Click here to Mail Us Go to Main Home Page-zeelearn.com Go to Online Homepage-OFFBEAT

Different Japanese Arts :

BUDDHIST ART

Like Japanese Buddhism itself, Japanese Buddhist art was a national variant of an international tradition. In Japan, the Buddhist art forms that were periodically introduced from China and Korea were tempered in the crucible of local custom, a usage, to yield a rich tradition of religious art and architecture.

Buddhism came to Japan in the 6th century from China and Korea. The art that first arrived in Japan was chiefly that of the Mahayana tradition, which was a theistic and catholic system of belief that stressed universal salvation and that was to remain the underlying framework of most sects of Buddhist belief and practice in Japan.

Right from the beginning, Buddhism in Japan engaged the concern and the patronage of ruling interests. The first forms of art were found in the temples and the monastic compounds. A tremendous amount of Buddhist art was commissioned for the halls and chapels of these temple complexes. Paintings and sculptures representing various Buddha's, Bodhisattvas and guardian deities were the icons to which worship was directed.

The apex of classical Buddhist art was reached in the construction of Todaji in 747. The temple's honzon, or principal object of worship, is a colossal gilt-bronze image-measuring some 15 meters (49 ft) in height of the cosmic Buddha called Birushana (Skt: Vairocana). A technical feat, this giant sculpture called the Nara Daibutsu ("Great Buddha or Nara") - came to symbolize the power, wealth, and intrusiveness of state-sanctioned Buddhism.

Another important movement in the development of Japanese art was that of Esoteric Buddhism.
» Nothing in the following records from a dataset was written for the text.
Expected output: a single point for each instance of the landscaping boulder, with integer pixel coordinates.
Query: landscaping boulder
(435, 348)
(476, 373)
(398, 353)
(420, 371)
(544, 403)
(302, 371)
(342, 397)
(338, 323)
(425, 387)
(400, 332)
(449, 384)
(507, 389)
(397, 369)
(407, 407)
This form of belief was called 'Mikkyo' or "the secret teachings". The Buddha Dainichi, a cosmic force, became the organizing principle of esoteric Buddism and the focus of worship. Esotericism also involved a vastly enhanced pantheon of deities, many culled from non-Buddhist traditions, and an increased emphasis on elaborate ritual a s a means of harnessing power inherent in this pantheon.

The paintings and sculptures that filled Shingon and Tendai temples, in keeping with their function as iconic representations of esoteric deities, displayed an aesthetic and stylistic tenor appropriate to the mystery of ritual and meditation at a remote temple in a mountain setting. An important example of this tendency is seen in the 9th century set of five statures of the Bodhisattvas of the Void (Go Dai Kokuzo Bosatsu), each in painted wood, at Jingoji.

Also coincidental with the development of esotericism was a trend in sculpture toward the carving of Votive Statues out of single blocks of wood, their surfaces left unadorned with paint or lacquer in deference to the inherent sanctity of the sacred tree (shimboku). The principal examples of this "plain wood" style are the Yakushi figures at Gangoji (early 9th century) and at Jingoji (ca 783).

By the end of the 10th century, esoteric Buddhism gave way to Pure Land faith and practice. In the Pure Land Tradition, worship focussed on the Buddha Amida (Skt: Sukhavati). A celebrated example of Pure Land art and aesthetics is the amidado (Amida Hall), now called Phoenex Hall at Byodoin in Uji. It was constructed in 1053 by Fujiwara no Yormichi (992-1074) who was a great patron of Pure Land Buddhism and art.

Tendai monk Genshin's Ojoyoshu (985, The Essentials ofsacred tree Pure Land Rebirth) was one of the principle treatises of Japanese Pure Land Buddhism. In painting, a key Pure Land genre was the so-called raigozu ("welcoming pictures), in which Amidda and his heavenly entourage are shown arriving to welcome and guide the dying to paradise.

The 13th century saw the Zen sect taking hold among the ruling military elite and introduced new currents in art. Zen was disseminated by Japanese and Chinese monks. Zen monasteries emerged as seats of religious discourse and centres for the secular cultural activities for which the Zen monks became increasingly known. These include literary studies, poetry, painting and calligraphy.

Zen temples were very different from the architectural models used in other sects. They were very continental in flavour, layout, nomenclature, furnishings: and even structural details were derived from the Buddhist architecture of south central China. The typical Zen monastic compound, especially the semiautonomous sub-temple known as tatchu, usually incorporated a carefully composed small garden. In keeping with the austerity of Zen taste, some of these gardens, in a format called "rock and sand garden" (karesansui), were landscaped without the standard pond or stream; the flow of water was evoked through the raking of smooth sand and gravel. The impact of Zen aesthetics and doctrine was by no means limited to the monastic compound. The development of a pure landscape painting genre in Japan, as well as the emergence of a mature suibokuga (ink painting) tradition, owes much to the influence of Zen and Zen monk-painters.